Pues bien, ¿qué más puede decirse de una escritora tan completa como Blanca Wiethüchter? ya que permanece tan visible y tan presente?
Según lo veo, es esencial considerar su capacidad para hacerse de un mundo independiente de Saenz, su maestro y amigo, y seguir siendo ella misma, por sí misma, y lograr así su obra, su propia obra, sin dejar de brillar. Sáenz, sin embargo, con el perdón de sus acólitos, no sería el de hoy, sin ella, sin sus investigaciones, sin su tiempo, sin su devoción, sin sus miles de fichas de investigación apostadas sobre la mesa de su comedor, como misteriosas cartas de tarot.
Y queda más, sin embargo. Cavar un poco en el jardín de Nora, como dijimos, para descubrir los secretos. El jardín de Nora, así se titula la breve pero intensa, aguda, psicológica novela de Blanca, publicada en 1998, por ediciones La mujercita sentada.
Toda la trama consiste en la construcción-deconstrucción de una nueva vida, de un proyecto familiar en otro continente que no es el propio. Libro fuertemente vinculado a lo autobiográfico, pues recordemos que Blanca es hija de alemán.

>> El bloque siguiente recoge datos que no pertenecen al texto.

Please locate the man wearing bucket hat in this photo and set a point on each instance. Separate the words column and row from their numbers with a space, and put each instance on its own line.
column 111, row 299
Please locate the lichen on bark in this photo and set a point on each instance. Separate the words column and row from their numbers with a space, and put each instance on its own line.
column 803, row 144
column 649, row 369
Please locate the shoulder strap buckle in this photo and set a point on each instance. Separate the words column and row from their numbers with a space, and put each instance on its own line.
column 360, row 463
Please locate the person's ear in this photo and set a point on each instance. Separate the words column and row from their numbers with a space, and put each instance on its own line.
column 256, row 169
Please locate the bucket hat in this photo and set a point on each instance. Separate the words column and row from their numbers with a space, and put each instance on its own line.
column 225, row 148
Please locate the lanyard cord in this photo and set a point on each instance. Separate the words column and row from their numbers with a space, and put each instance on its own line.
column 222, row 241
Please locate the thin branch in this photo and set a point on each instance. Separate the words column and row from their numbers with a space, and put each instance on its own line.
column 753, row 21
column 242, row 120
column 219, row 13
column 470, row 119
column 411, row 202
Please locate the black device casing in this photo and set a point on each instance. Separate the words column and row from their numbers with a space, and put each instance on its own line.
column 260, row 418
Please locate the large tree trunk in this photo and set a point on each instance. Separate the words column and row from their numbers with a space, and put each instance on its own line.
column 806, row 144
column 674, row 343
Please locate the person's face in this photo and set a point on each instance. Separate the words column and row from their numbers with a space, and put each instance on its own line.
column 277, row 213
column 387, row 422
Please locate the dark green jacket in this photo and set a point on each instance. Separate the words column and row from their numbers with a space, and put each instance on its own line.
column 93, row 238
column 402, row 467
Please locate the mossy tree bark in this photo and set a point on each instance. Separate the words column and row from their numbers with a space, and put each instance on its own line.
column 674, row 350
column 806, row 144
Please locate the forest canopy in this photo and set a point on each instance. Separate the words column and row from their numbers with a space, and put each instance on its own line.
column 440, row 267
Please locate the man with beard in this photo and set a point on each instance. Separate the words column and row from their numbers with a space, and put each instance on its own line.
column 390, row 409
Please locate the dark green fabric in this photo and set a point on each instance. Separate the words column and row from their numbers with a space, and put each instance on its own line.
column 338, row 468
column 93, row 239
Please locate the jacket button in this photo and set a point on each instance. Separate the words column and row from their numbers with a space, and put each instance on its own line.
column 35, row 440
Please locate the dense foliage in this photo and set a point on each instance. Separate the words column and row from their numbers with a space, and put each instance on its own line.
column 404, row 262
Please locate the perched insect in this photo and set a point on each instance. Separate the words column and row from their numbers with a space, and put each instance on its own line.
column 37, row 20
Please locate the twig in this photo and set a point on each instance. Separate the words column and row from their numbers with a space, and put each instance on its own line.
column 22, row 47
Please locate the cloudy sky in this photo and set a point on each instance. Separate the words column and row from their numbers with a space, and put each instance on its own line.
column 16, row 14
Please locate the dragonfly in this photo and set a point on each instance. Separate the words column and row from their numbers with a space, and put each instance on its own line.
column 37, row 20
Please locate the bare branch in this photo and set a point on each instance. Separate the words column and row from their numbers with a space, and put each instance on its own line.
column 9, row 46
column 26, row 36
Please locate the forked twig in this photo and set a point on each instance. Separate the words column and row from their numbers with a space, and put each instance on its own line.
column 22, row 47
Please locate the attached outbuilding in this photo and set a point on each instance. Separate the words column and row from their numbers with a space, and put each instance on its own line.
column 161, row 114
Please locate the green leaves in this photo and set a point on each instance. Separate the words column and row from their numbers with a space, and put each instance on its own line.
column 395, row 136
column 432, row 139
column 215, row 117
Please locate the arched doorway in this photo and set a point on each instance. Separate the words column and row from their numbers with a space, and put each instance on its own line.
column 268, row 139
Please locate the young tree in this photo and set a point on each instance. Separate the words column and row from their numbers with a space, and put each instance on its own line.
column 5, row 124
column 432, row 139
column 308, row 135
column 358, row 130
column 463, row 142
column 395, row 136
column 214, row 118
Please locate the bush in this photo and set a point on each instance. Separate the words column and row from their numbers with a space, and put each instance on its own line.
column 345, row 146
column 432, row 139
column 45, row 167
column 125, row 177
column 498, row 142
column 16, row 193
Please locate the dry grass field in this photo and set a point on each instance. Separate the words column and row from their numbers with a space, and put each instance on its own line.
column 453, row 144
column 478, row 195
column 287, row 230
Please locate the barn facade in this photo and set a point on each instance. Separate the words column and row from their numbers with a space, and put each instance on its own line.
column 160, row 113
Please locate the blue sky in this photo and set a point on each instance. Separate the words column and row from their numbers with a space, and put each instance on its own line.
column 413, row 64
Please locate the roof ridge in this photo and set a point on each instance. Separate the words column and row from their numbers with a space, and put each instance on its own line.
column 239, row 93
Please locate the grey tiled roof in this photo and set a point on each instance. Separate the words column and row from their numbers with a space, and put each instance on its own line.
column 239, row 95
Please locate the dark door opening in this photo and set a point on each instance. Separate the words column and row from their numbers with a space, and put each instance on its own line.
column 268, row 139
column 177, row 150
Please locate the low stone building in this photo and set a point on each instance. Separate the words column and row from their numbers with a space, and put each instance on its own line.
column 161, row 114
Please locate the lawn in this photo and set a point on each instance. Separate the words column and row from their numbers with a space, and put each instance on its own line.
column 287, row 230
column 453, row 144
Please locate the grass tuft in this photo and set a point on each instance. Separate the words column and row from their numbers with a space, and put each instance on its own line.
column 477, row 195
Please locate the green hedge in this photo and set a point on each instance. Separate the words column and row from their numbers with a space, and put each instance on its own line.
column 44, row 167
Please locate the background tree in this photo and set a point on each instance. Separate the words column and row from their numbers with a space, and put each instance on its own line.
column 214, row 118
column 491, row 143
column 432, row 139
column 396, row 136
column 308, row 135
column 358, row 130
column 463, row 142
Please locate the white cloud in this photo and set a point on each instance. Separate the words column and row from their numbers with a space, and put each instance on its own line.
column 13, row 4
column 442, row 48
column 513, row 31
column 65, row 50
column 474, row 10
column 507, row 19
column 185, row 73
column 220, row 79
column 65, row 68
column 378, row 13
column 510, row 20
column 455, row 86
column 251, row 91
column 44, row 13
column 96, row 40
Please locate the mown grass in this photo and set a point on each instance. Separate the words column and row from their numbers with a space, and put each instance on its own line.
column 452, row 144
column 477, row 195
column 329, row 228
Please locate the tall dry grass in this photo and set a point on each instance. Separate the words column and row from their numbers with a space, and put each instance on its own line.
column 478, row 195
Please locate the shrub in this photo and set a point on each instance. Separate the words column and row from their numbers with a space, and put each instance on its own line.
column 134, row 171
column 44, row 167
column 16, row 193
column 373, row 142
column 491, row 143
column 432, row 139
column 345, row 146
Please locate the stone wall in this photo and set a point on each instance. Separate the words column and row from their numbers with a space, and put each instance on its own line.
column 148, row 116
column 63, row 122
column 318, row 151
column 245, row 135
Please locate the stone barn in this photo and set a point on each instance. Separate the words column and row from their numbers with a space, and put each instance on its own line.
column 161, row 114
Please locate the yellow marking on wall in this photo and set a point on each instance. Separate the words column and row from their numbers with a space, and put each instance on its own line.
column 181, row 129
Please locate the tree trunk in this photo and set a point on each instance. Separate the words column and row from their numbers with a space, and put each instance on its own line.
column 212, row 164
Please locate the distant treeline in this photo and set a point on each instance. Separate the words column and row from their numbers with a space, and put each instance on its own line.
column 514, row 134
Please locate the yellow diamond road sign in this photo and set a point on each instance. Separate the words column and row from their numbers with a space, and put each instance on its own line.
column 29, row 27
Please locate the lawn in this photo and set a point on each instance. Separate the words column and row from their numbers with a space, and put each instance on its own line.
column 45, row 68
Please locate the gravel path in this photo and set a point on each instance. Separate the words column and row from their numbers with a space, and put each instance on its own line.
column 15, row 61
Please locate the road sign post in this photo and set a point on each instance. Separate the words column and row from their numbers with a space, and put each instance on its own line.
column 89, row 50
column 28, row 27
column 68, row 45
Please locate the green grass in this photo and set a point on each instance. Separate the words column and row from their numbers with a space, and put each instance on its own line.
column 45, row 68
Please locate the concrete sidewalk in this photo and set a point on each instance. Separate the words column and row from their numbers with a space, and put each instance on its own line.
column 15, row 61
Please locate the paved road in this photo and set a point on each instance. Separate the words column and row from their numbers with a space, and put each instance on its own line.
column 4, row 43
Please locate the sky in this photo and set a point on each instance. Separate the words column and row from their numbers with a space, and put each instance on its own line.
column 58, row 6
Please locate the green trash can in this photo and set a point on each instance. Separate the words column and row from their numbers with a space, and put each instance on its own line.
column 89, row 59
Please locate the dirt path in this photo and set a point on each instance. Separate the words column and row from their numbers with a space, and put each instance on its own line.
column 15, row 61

Franz y Nora, en su novela, son un matrimonio austriaco, decididos a forjarse una vida estable en La Paz. En ese intento, Nora, cito quiere, o es más, está obsesionada en obligar a la tierra “a producir un jardín como si estuviera en Viena”, fin de cita. A causa de la altura o lo que fuere, no lo logra, por supuesto, ni siquiera con la ayuda de la sabiduría milenaria de su jardinero, y se vislumbra también la relación algo extraña y temerosa que guarda con éste, de nuevo, entonces, aquel choque, el “encuentro de dos mundos”, la microhistoria dentro de la gran historia abarcadora. Mientras Nora plancha, afanosa, obsesiva y detallista una camisa azul cielo de su marido, es interrumpida por un leve, tímido toque a su puerta para recibir la mala noticia de su jardinero: el jardín tiene un hueco infinito, que ninguna cantidad de tierra puede rellenar, allí, justamente en el rosal rojo encendido que ella más ama. Aquel hueco, no queda duda, es literariamente diabólico, y parece hacerse cada vez más grande, como una boca del infierno que lo consume todo.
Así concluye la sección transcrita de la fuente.